Coop sighed. Nodded. ‘It makes sense,’ he said. ‘An ordinary round could pierce the tank without making it explode. A tracer, though, would.’

The room took on the sober silence of a funeral home.

‘The owners of the house, the parents, Luther and Carla French, were pronounced dead at the scene along with Sebastian, their 23-year-old son. The couple also have a 26-year-old daughter, Rita. She’s a ski instructor living in Aspen. Williams talked with her. She’s on her way down to Red Hill to identify the bodies.’

Darby didn’t want to say the next part, but she had to. Her throat burned and her eyes filled with fresh tears.

‘You were right. About the interview stirring him up.’

Coop got back to his feet.

‘It was my idea,’ she said. ‘I’m the one who pressed Hoder to –’

‘It’s done.’

His words echoed inside the room. Darby remained quiet.

‘There’s no rewind button,’ Coop said. He stood by the chair and, leaning forward, picked up his jacket. ‘There’s no way we can fix it. Hoder is as much to blame for this as –’

Then he cut himself off, the unsaid you hanging in the air between them.

‘Hoder could have put a stop to it and he didn’t,’ Coop said. ‘I gave him ample opportunity.’

Me too, Darby thought.

Coop removed a thick stack of paper that had been folded so it could fit inside his inner jacket pocket. He came back to the bed and handed the pages to her.

The first page contained a laser-printed copy of a photograph from another time – an ancient Polaroid of almost blurred colours showing a Caucasian girl of around seven or eight. She wore a white tank top stained with what looked like spaghetti sauce, her stringy blonde hair spilling across her tanned shoulders. The camera had captured her big blue eyes and her broad, gap-toothed smile.
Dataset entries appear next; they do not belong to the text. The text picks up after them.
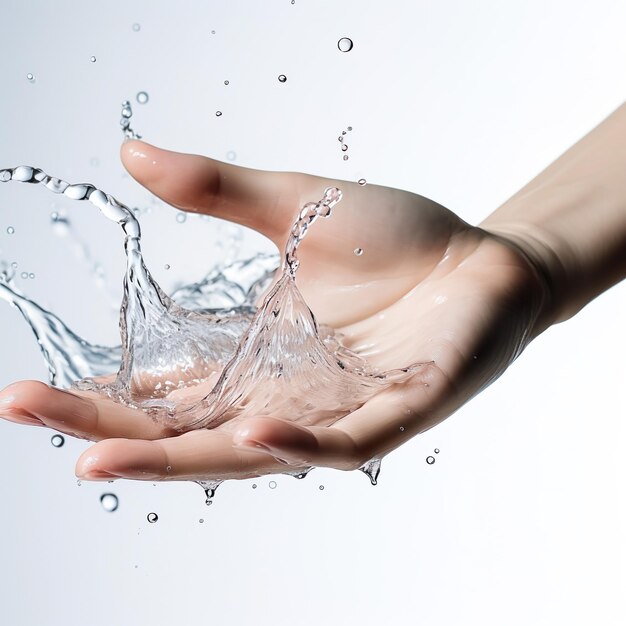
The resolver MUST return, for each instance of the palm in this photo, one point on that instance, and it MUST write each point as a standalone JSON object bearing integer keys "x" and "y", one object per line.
{"x": 427, "y": 288}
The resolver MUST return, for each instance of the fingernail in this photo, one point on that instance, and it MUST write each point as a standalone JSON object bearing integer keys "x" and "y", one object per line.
{"x": 20, "y": 416}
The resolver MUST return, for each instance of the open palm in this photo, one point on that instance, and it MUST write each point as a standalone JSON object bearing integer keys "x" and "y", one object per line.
{"x": 401, "y": 278}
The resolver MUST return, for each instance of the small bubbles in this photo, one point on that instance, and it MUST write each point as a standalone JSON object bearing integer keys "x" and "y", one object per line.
{"x": 345, "y": 44}
{"x": 57, "y": 441}
{"x": 109, "y": 502}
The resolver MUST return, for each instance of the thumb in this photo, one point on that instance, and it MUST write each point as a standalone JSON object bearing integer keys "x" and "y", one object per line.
{"x": 264, "y": 201}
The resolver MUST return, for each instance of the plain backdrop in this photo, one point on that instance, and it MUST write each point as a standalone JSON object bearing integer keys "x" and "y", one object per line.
{"x": 521, "y": 520}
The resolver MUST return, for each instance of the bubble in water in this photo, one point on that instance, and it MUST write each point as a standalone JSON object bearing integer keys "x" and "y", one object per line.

Darby’s scalp tightened. The skin on her face flexed and her muscles constricted, and, as her stomach went into free fall, the photograph went out of focus and her mind snapped back to her own childhood, a time when children rode their bikes after dark and wandered through neighbourhoods, malls and stores freely, without adult supervision, secure in the knowledge that the world was a good place and that monsters were nothing more than creatures relegated to bad dreams and not kindly seeming men who hunted with smiles in broad daylight.

56

It happened on the morning of 15 August 1983. A Monday. At half past eight, Joan Hubbard loaded her seven-year-old daughter into the family’s station wagon and made the 22-mile drive from her small but pleasant ranch home in El Dorado, Kansas, to the North Colony Shopping Mall in Wichita. The Carter & Sullivan circular in Sunday’s paper had advertised its annual overstock sale of bed linen. Joan wanted new sheets and a comforter, maybe even a couple of decorative throw pillows, to replace the hand-me-downs given to her by her older sister.